As the weather plummets, mobile phone reception decreases, food starts to decline, and mountain rescue fails to arrive, their picturesque, snowy escape turns from a welcome refuge into an oppressive jail. Things start to crumble when separate characters set out to find aid.
From two viewpoints, Ware tells the story. One is the chalet girl Erin, whose cool, laid-back demeanor masks a murky past, and the other is Liz, a former employee of Snoop’s who never fit into the gang’s effortlessly cool and wealthy background but finds herself with a small but crucial stake in the company as a pawn in the takeover bid.

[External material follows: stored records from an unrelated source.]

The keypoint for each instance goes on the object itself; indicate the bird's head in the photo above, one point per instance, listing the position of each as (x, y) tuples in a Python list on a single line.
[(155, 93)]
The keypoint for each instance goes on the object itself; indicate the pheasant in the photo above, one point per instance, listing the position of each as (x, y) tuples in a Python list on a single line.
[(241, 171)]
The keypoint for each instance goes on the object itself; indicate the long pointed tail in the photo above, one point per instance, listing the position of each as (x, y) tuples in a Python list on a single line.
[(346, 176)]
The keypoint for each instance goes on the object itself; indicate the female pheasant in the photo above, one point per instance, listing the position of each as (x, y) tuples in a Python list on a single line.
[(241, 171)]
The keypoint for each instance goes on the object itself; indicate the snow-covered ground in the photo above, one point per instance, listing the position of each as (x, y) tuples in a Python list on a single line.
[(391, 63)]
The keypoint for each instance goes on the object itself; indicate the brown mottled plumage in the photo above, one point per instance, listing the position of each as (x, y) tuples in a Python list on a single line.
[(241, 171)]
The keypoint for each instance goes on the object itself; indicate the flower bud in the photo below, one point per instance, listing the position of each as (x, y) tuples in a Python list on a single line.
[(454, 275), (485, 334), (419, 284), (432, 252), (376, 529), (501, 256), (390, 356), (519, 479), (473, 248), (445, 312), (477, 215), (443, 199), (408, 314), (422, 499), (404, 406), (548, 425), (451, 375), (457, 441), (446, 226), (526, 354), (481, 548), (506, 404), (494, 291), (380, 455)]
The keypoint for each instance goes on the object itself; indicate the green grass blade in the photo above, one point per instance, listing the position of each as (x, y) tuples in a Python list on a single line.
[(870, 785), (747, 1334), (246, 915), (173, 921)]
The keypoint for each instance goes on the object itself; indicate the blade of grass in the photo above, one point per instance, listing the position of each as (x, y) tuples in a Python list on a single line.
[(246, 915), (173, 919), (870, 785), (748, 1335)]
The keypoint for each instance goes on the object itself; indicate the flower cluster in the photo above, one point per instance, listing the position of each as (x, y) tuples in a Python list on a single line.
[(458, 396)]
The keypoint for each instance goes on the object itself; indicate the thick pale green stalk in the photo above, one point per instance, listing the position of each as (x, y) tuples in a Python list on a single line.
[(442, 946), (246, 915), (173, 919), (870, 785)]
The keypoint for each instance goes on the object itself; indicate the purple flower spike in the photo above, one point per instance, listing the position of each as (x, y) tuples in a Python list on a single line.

A novel’s resonance also relies on the time and location in which it is absorbed by a reader. When we all live under the ever-present threat of lockout, it proves oddly uplifting to escape into another kind of suffocating loneliness and fear.
Cat Cubie, the TV host, tells us about her beloved Scottish lake.
One By One is a galloping lecture, full of dark mysteries and everything you can hope for in a crime novel and psychological thriller.
The convoluted plot also leaves you wondering as to who will survive and who will reach an unhappy end, even though you guess the identity of the murderer early on. You will be left wondering at the climax of a wild, fast-paced cat-and-mouse chase through the snow.